The truth is – no, they didn’t.  People don’t often stop to think about what they are saying or how they are making other people feel.  People don’t know your history.  They don’t know you personally.  Some people may feel insecure about themselves, and choose to project that onto someone else with hurtful comments.  Others, for some strange reason, seem to delight in hurting others.

Seeking Offense

I’ve read many different stories.  Someone at a store saw a mother and daughter laughing at how big a shirt was – and it was her size.  A store clerk recommended Spanx for a dress that was a little tight on teenager.  A man told a plus-size girl he was proud of her for coming to the gym.  A woman had an It Works representative give her a card advertising their body wrap.  It seems there is a new story every day where someone has taken offense – when none may have been intended.

In my opinion, these comments were not made to make the person feel bad.  No, I didn’t hear the tone these were said in, but I just see a mother and daughter talking about a t-shirt.  A clerk may have been doing her job, thinking the Spanx would help the dress fit better and help this teenager look stunning.  And the man honestly may have been proud that someone was trying to get healthy and improve her life by coming to the gym.

It seems that many people take offense when none is meant.

People are human.  Humans make mistakes.  And sadly, some of those mistakes appear in what people say.  Please, before you take offense where none may be given, think of the following:

  • Look at the intent behind what is said.
  • Is someone saying this to make you feel bad?
  • Is what someone is saying directed at you personally?
  • Are they trying to say something, but may not know how to express it?

What We Can Control

No one can make you feel inferior without your consent.

Eleanor Roosevelt

I believe that everyone is a child of God, created in His image.  I believe our bodies are a gift that He has given us.  Our bodies are amazing!  Whether it is playing tag with your kids or running a marathon, the body can do incredible things.  I believe that we should love ourselves, and our bodies.  That does not mean, however, that we shouldn’t strive to improve ourselves.

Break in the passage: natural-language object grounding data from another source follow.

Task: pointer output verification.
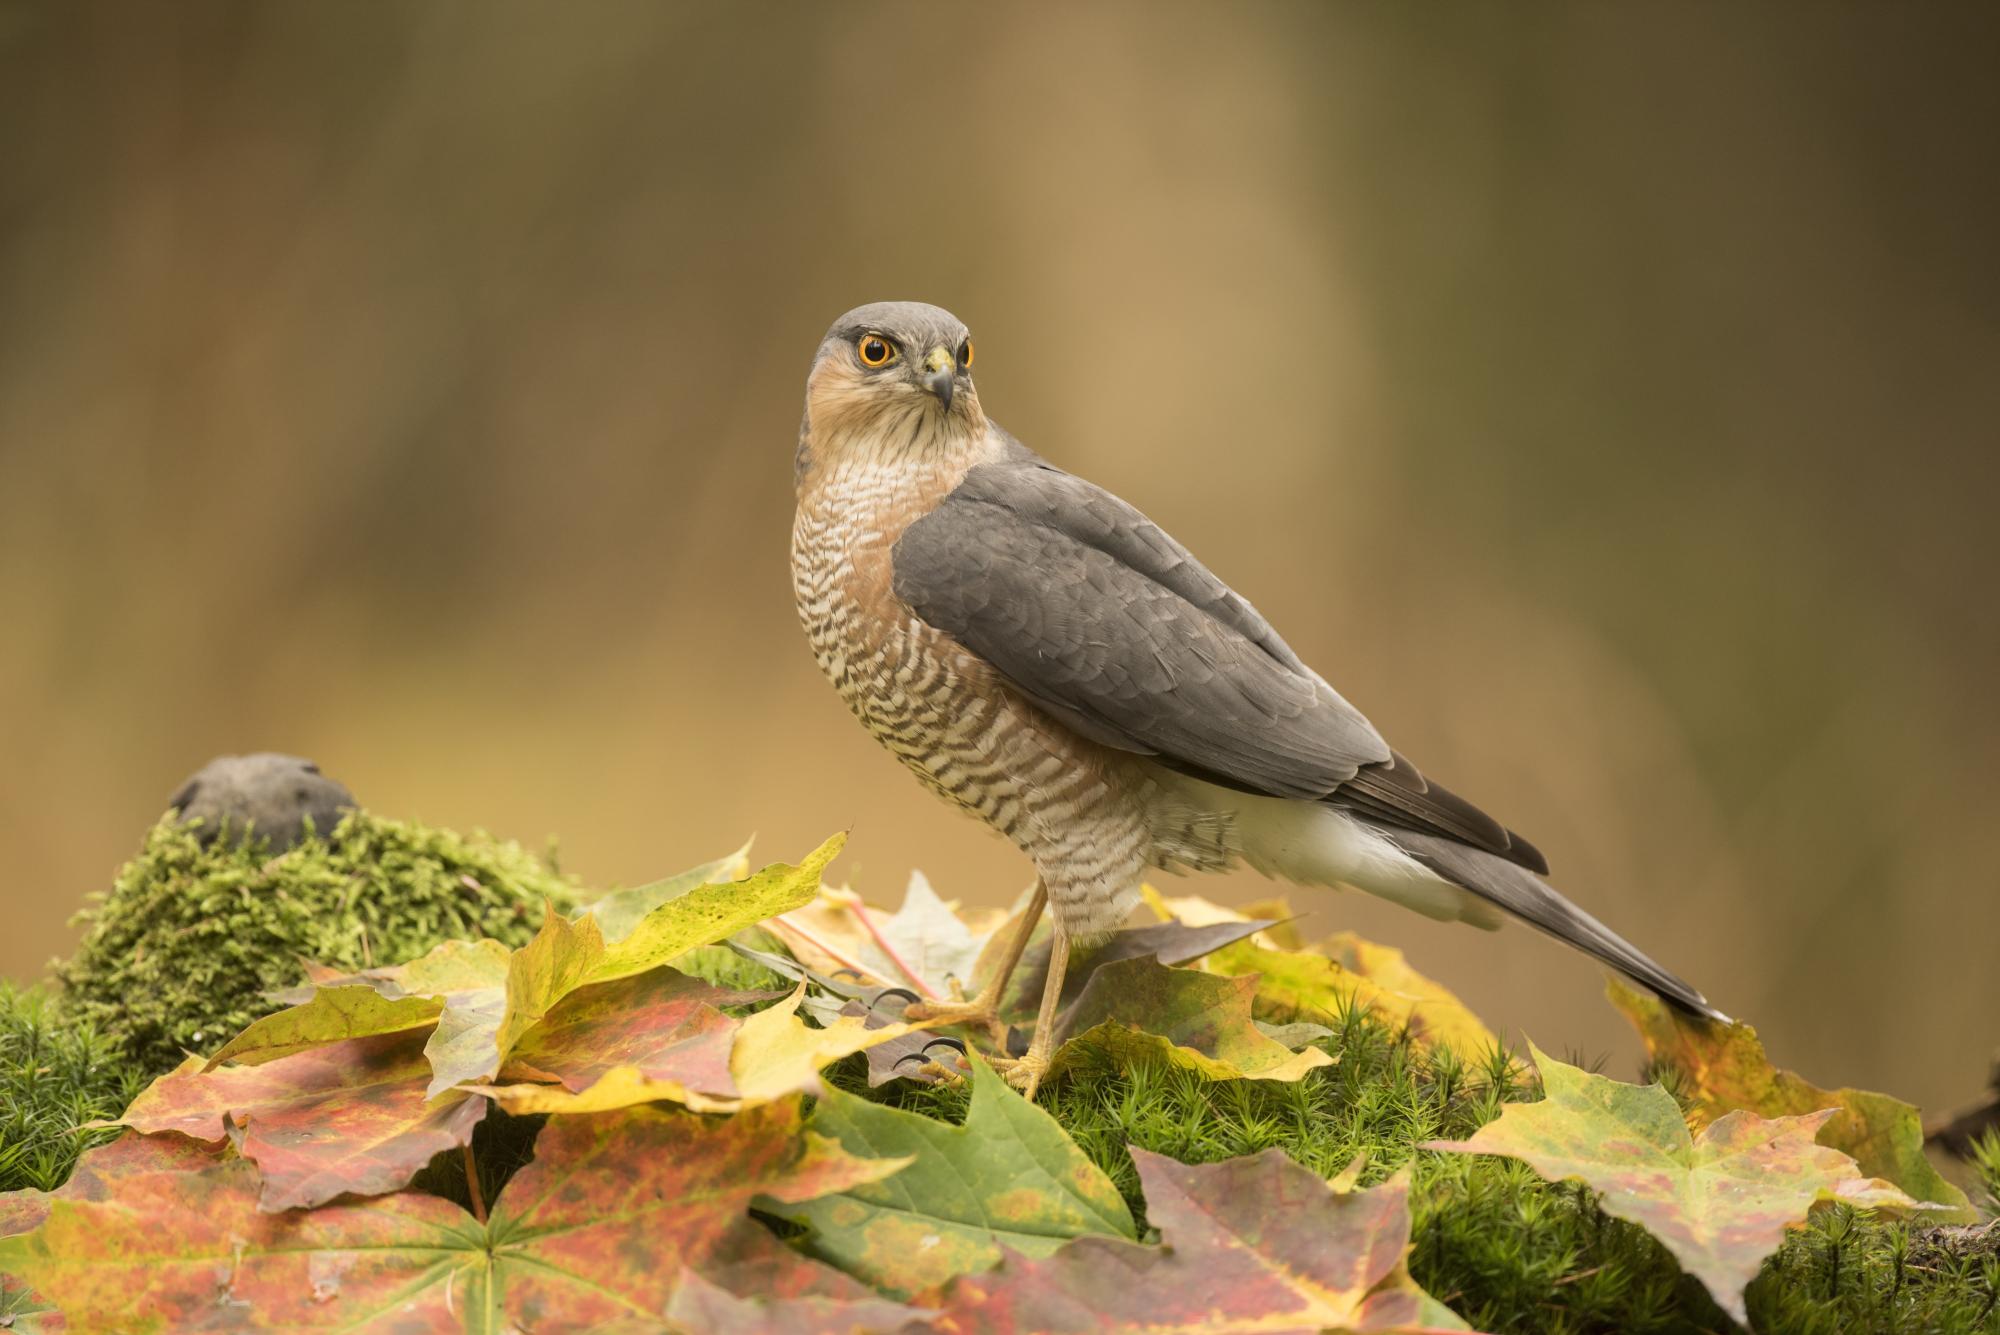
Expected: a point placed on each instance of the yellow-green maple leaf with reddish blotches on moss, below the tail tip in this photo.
(1721, 1202)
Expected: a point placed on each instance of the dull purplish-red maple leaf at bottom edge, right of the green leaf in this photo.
(1255, 1244)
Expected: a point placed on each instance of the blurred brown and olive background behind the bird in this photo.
(1605, 397)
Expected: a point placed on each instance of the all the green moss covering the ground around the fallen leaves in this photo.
(191, 938)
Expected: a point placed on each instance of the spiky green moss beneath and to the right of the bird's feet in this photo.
(1499, 1244)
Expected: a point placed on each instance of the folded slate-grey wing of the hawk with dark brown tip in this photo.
(1107, 623)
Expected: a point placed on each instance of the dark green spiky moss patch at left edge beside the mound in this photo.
(55, 1076)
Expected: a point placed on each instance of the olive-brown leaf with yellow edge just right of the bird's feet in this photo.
(1141, 1010)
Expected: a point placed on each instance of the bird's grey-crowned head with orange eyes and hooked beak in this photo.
(893, 379)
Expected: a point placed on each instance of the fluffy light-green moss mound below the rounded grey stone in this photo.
(181, 952)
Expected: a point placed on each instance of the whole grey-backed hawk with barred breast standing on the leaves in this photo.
(1047, 659)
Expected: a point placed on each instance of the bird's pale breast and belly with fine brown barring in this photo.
(1083, 814)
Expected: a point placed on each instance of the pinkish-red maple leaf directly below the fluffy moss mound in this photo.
(345, 1118)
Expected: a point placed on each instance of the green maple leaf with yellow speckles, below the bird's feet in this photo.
(1005, 1180)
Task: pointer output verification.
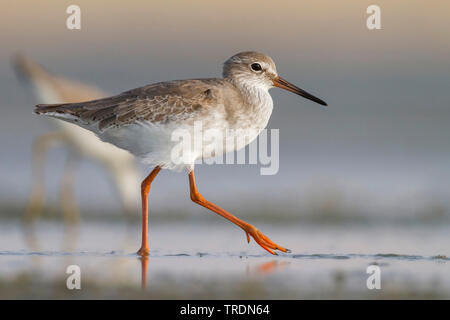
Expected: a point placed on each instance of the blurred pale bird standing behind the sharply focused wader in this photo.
(80, 143)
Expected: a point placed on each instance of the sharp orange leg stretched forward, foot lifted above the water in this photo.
(250, 230)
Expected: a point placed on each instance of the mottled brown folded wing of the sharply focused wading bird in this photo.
(158, 103)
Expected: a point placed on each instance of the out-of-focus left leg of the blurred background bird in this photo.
(40, 147)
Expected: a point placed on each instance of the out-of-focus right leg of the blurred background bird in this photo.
(69, 208)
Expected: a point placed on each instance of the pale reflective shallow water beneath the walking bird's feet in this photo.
(213, 260)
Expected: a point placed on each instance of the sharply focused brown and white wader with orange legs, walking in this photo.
(143, 120)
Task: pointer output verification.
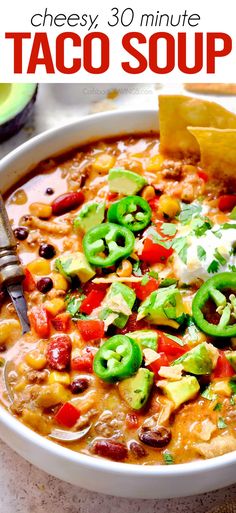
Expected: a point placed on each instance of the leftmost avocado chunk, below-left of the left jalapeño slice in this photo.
(74, 264)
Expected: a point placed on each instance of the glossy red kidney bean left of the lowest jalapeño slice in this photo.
(58, 352)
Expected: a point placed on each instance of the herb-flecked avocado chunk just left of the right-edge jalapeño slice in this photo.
(163, 306)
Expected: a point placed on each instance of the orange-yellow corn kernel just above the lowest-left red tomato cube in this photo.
(50, 395)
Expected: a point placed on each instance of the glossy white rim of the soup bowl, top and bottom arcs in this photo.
(26, 434)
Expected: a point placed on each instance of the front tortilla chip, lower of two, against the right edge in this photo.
(218, 151)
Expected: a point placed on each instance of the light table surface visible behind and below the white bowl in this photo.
(24, 488)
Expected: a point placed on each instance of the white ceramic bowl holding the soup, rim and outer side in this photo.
(99, 474)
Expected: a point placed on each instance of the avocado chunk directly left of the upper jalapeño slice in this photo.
(90, 215)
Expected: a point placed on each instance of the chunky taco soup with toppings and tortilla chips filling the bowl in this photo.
(129, 252)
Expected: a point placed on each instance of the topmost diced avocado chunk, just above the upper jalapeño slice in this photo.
(125, 182)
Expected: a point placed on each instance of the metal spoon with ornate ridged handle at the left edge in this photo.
(11, 272)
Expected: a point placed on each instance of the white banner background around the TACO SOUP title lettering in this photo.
(215, 17)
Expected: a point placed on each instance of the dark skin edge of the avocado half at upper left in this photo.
(13, 125)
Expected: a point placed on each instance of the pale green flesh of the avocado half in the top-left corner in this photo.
(16, 103)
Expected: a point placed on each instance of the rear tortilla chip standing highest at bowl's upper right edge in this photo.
(177, 112)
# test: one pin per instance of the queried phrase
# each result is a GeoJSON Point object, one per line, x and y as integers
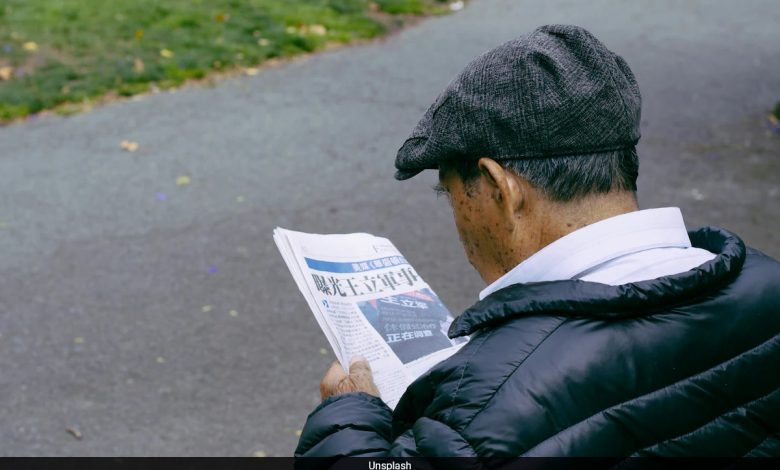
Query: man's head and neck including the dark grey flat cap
{"type": "Point", "coordinates": [532, 140]}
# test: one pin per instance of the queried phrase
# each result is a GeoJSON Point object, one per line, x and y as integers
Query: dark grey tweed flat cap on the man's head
{"type": "Point", "coordinates": [555, 91]}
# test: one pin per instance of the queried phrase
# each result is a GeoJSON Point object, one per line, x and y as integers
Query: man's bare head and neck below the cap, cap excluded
{"type": "Point", "coordinates": [505, 212]}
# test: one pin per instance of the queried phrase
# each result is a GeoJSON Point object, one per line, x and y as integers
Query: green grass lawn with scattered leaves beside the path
{"type": "Point", "coordinates": [58, 54]}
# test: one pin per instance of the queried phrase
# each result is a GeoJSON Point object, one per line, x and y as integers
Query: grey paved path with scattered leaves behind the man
{"type": "Point", "coordinates": [102, 325]}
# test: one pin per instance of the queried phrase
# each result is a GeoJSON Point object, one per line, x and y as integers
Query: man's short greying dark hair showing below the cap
{"type": "Point", "coordinates": [569, 177]}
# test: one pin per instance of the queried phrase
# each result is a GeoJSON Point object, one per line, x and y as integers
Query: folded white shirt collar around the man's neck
{"type": "Point", "coordinates": [597, 243]}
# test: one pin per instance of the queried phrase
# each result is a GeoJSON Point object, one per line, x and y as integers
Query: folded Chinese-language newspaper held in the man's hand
{"type": "Point", "coordinates": [370, 302]}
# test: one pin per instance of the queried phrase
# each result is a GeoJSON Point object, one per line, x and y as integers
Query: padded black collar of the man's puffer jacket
{"type": "Point", "coordinates": [576, 298]}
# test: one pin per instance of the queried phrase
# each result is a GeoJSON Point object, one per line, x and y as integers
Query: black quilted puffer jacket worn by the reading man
{"type": "Point", "coordinates": [682, 365]}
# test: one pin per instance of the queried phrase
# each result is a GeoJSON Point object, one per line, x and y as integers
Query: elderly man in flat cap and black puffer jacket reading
{"type": "Point", "coordinates": [604, 330]}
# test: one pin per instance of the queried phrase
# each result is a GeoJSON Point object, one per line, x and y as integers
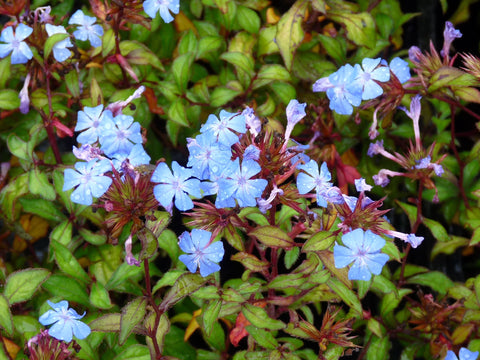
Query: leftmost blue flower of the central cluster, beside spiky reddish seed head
{"type": "Point", "coordinates": [177, 185]}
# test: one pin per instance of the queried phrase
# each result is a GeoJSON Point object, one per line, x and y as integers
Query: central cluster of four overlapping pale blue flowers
{"type": "Point", "coordinates": [211, 169]}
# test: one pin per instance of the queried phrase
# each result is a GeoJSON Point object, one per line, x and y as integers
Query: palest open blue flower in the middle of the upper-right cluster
{"type": "Point", "coordinates": [369, 75]}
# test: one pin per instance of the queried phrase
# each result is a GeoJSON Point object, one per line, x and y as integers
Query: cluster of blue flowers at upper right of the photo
{"type": "Point", "coordinates": [349, 85]}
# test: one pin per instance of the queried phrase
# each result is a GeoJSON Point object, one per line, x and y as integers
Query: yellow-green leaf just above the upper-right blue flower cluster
{"type": "Point", "coordinates": [360, 27]}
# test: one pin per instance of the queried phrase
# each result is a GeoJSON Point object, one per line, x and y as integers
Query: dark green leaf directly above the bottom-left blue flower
{"type": "Point", "coordinates": [66, 288]}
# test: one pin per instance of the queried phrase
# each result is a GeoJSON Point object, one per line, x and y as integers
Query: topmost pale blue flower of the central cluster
{"type": "Point", "coordinates": [221, 129]}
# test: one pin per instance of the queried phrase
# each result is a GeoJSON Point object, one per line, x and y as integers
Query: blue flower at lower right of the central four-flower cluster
{"type": "Point", "coordinates": [239, 185]}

I was happy with my body how it was back in 2013, until I realized how big I had gotten while being an extra.  Should I be mad at the actors I stood next to for being smaller than me?  Should I be offended at the director who moved me around so I wouldn’t take up the whole screen?  No!  I was an extra – the focus wasn’t supposed to be on me!  I am grateful for that experience because it is what woke me up to how bad my weight and health had gotten.

When I found “chubby” written on my car, I called my mom or older sister (can’t remember who), sad about what I saw on my car.  They knew that I had been working on losing weight and had been successful.  They reminded me that the “chubby” I saw was not who I was anymore.  Someone shouldn’t have done that, but do not let it get to me.  I knew who I was and what I was working on.

As it says in Pollyanna, “When you look for the bad in mankind expecting to find it, you surely will.” Don’t look to make others feel bad, and don’t look at for the bad in everything said to you.  When you look for the GOOD in others, believe me, you will find it!